3rd NASA Symposium on VLSI Design 1991

# VLSI Architectures for Geometrical Mapping Problems in High-Definition Image Processing

K. Kim

Superconducting Super Collider Lab. 2550 Beckleymeade Avenue Dallas, TX 75237

J. Lee Department of Electrical Engineering University of Houston Houston, TX 77204-4793

Abstract- This paper exploits a VLSI architecture for geometrical mapping address computation. The geometric transformation is reviewed under the field of plane projective geometry, which evokes a set of basic transformations to be implemented for the general image processing. The homogeneous and 2-Dimensional cartesian coordinates are employed to represent the transformations, each of which is implemented via an augmented CORDIC as a processing element. A specific scheme for a processor, utilizing fully-pipelining at the macro-level, parallel constant-factor-redundant arithmetic and fully-pipelining at the micro-level, is assessed to produce a single chip VLSI for the HDTV applications under the current state-of-art MOS technology.

## 1 Introduction

Geometrical transformations are widely discussed in the field of digital image processing such as high-definition television(HDTV), image recognition, interactive computer graphics and vision processing [1,2,3]. The primary interest of these transformations is to project an image in a different domain, to extract additional signal conveying the information of the image. Moreover, it affords value-added images over the conventional displaying via the high resolution, definition, and flexible framing. Consequently, a geometrical mapping processor is about to appear to support a real-time processing. In recent years, several geometrical mapping processing modules have been developed and applied successfully for an appropriate application, They are implemented either by popular graphics package or application software accompanying an acceleration box [5], or a VLSI Processor [6]. We are interested in a VLSI implementation of a processor to realize a real-time speed for TV image processing, with a sufficient set of transformations to make a value-added display.

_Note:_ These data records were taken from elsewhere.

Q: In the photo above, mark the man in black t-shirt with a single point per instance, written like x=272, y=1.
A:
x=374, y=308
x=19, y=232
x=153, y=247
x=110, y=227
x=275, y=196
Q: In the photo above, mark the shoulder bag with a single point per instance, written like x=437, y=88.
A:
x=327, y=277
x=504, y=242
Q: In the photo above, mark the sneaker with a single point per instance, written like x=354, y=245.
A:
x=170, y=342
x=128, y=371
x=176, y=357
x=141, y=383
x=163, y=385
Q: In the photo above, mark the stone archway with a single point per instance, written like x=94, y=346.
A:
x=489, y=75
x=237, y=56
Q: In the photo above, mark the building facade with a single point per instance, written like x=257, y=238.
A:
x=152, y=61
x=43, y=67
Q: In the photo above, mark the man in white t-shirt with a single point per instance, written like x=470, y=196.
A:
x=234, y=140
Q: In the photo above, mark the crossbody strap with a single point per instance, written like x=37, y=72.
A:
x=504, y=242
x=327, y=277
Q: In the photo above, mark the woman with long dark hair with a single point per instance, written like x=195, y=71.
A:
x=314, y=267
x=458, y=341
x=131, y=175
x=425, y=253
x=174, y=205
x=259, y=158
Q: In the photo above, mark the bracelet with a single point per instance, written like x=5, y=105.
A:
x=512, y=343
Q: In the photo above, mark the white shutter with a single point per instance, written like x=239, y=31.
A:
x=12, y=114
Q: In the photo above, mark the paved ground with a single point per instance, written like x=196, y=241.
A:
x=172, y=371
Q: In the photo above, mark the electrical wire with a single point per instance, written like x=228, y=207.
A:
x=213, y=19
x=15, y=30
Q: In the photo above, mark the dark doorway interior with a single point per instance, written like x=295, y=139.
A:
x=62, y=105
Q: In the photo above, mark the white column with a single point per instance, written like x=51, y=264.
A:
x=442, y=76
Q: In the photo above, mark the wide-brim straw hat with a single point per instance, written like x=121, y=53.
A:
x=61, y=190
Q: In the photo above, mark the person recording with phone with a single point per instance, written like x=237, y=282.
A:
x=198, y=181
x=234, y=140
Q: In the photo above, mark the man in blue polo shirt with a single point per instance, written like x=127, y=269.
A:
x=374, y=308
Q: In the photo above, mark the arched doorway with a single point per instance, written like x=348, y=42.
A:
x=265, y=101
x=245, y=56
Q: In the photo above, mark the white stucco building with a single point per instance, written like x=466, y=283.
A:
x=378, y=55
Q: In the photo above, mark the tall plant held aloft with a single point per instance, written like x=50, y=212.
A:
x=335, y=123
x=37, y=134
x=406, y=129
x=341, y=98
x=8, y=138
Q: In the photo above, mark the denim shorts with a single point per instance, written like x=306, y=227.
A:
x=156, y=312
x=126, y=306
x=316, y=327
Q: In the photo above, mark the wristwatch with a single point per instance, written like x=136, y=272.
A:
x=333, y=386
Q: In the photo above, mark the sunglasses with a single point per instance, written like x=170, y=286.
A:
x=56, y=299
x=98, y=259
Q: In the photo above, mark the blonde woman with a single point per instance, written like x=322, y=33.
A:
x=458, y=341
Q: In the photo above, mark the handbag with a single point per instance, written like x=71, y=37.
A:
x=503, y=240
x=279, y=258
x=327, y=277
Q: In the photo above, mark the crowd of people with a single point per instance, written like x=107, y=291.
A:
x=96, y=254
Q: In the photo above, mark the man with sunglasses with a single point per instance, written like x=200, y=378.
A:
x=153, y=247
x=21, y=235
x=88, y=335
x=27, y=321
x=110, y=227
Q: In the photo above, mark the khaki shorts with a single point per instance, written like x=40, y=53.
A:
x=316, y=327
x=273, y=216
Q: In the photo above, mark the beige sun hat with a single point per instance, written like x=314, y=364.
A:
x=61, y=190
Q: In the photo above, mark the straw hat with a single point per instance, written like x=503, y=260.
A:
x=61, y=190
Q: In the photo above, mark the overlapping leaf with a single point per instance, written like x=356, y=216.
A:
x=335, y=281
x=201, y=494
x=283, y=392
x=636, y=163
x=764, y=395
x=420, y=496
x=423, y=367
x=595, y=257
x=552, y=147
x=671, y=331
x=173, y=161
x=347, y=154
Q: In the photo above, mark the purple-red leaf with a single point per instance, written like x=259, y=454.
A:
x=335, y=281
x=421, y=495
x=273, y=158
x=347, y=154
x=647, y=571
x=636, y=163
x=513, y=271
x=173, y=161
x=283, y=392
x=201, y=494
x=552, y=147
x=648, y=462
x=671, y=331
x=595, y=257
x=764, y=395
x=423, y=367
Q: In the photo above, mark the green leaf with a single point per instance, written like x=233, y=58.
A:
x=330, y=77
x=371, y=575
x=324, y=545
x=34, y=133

It has been known that two barriers have existed toward the development of such a processor. The first is the lack of a sufficiently high-speed arithmetic computation technique to generate the mathematical functions required for geometrical mapping. The second is the need for an extensive library of geometrical mapping functions. To overcome these, two key techniques have been developed in [4,6]: The first is a very high speed radix-2 signed-digit adder and the second is a pipelined micro-programmable arithmetic function generator. In this paper, we study the same problem with the goal of optimizing the overall functionality and performance. We achieve this goal by improving the basic cell.

In the following section, we will review the requirement of the geometrical mapping processor by introducing its definition and applications. In Section 3, we will study various CORDIC schemes to implement a basic cell, which can be used to compose the necessary function set for the geometric transformations.

-

:

INTERVISE IN MALE IN CONTRACTOR IN THE PARTY

-

# 2 Geometrical Mapper

Transformation of a sub-image requires a mapping of the sub-image from one point to the transformed, pixel by pixel. To rearrange the image, it is necessary to calculate the destination address of each pixel, which is called a geometrical mapper

In the field of plane projective geometry, transformation from a point to another point is represented as a multiplication in homogeneous coordinates [10]. Let a 2-dimensional (2-D) point  $p_x = (x, y)$  is represented as (ax, ay, a) in right-handed homogeneous coordinates, with a non-zero constant a. The vector  $p_x$  is referenced to an origin (0, 0). The most useful transformations are translation, scaling and rotation, examples of which are respectively defined as:

Trans(x, d): translating  $p_x$  to (x + d, y) $Rot(x, \theta)$ : rotating the vector  $p_x$  by an angle of  $\theta$  about x-axis Scale(x, c): scaling the vector  $p_x$  by c along x-axis.

$$(x, y) \cdot Trans(x, d) = (x + d, y)$$
  

$$(x, y) \cdot Rot(x, \theta) = (x \cos \theta - y \sin \theta, x \sin \theta + y \cos \theta)$$
  

$$(x, y) \cdot Scale(x, c) = (cx, y)$$
(1)

Or, the composite of 3 different transformations in 2-D is represented by

$$T = \begin{vmatrix} c \cdot \cos\theta & \sin\theta & 0 \\ -c \cdot \sin\theta & \cos\theta & 0 \\ cd & 0 & 1. \end{vmatrix},$$
(2)

which is called an affine transformation. The affine transformation is performed via a set of multiplication and trigonometric function.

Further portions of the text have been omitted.